Following on from Schneier’s talk yesterday on the three biggest risks to information security in 2012, this discussion focussed purely on the topic of Schneier’s latest book, Liars and Outliers.
Here are some of the session highlights:
• Security depends on people. “I started in cryptography because I didn’t like people. I wanted to study numbers. Anyone in security needs to understand that people act in unpredictable ways.”
• The ID theft concern is great. “We worry that ID theft will become such a danger that people would stop shopping and doing stuff online. We’re not there yet. There’s the potential for this to happen, but it’s our job as security professionals to make sure it doesn’t”.
• Too much security is a problem: “If there’s too much security you lose all ability for social change.”
• Attackers and technology move faster than the defense: “Attackers use brand new technologies and we respond with defense.

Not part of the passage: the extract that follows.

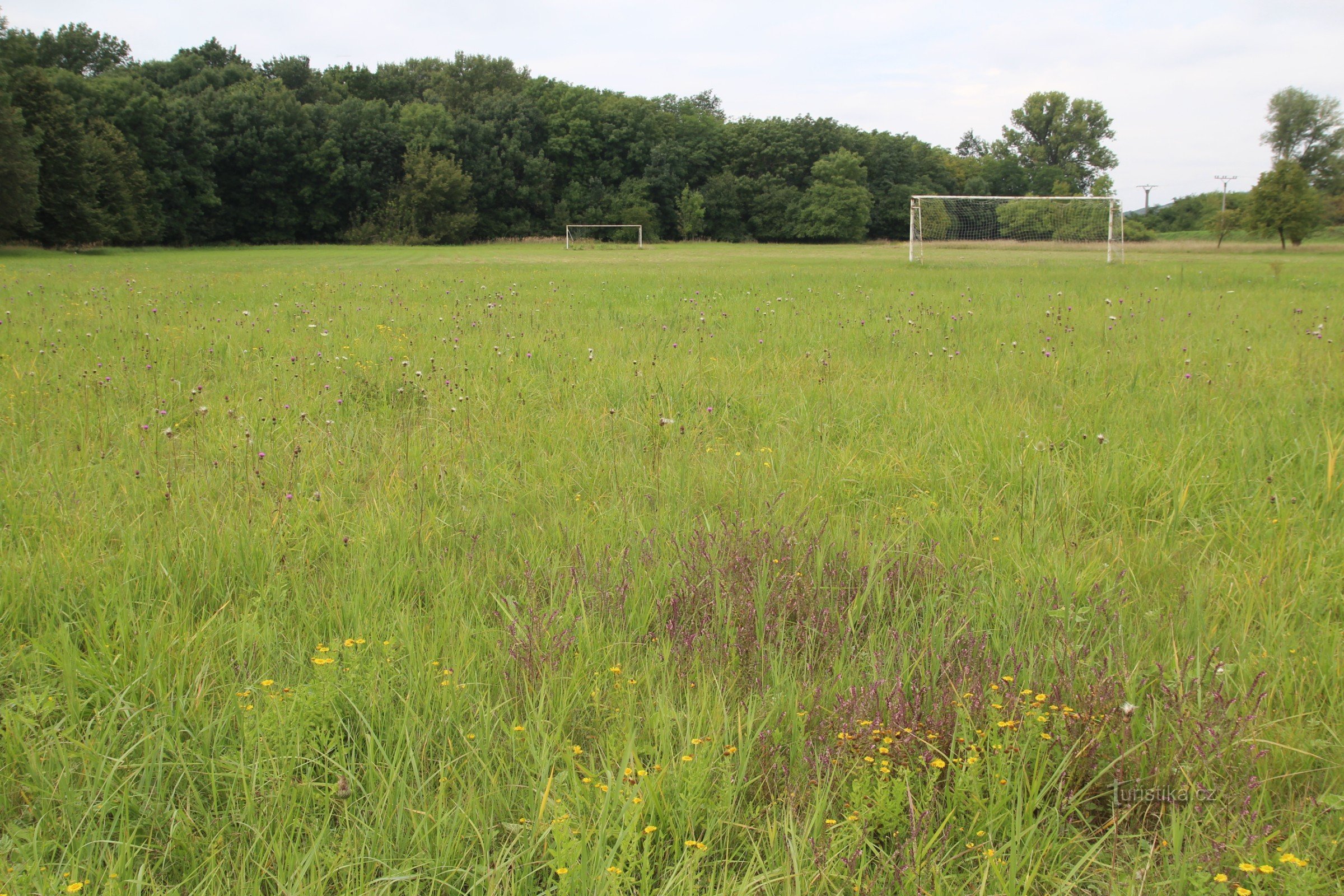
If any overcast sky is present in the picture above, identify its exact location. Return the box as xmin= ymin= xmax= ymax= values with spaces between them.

As technology moves faster, there is larger scope for defections and the amount of danger that a single defector can do increases”.
• Anonymous isn’t all bad: “Some of the stuff anonymous is doing has social good and worth. Some of the stuff they’re doing is bad. A lot of its actions show it to be immoral. Whistleblowers are good for society. People that break into stuff for fun are not.”
• Anonymous isn’t as good as you think they are: “Anonymous are perceived to be better than they are because they only publish their successes.”
• Anonymous isn’t a group: “Anonymous is more of a name that anyone can pub upon themselves if they act in a way that is consistent with Anonymous’ work. We shouldn’t think of them as an actual group”.
• Trust is easier in smaller social groups: “People can navigate complicated, intimate trust boundaries. These boundaries start failing when the social group gets bigger or the social group moves online”.
• Technology makes us better: “Technology allows us to be more moral. It’s a phenomenal for us as a species. It makes us better. Will the bad guys drown this out? I hope not”.
Bruce Schneier’s book ‘Liars and ‘Outliers’ is available at the RSA bookstore.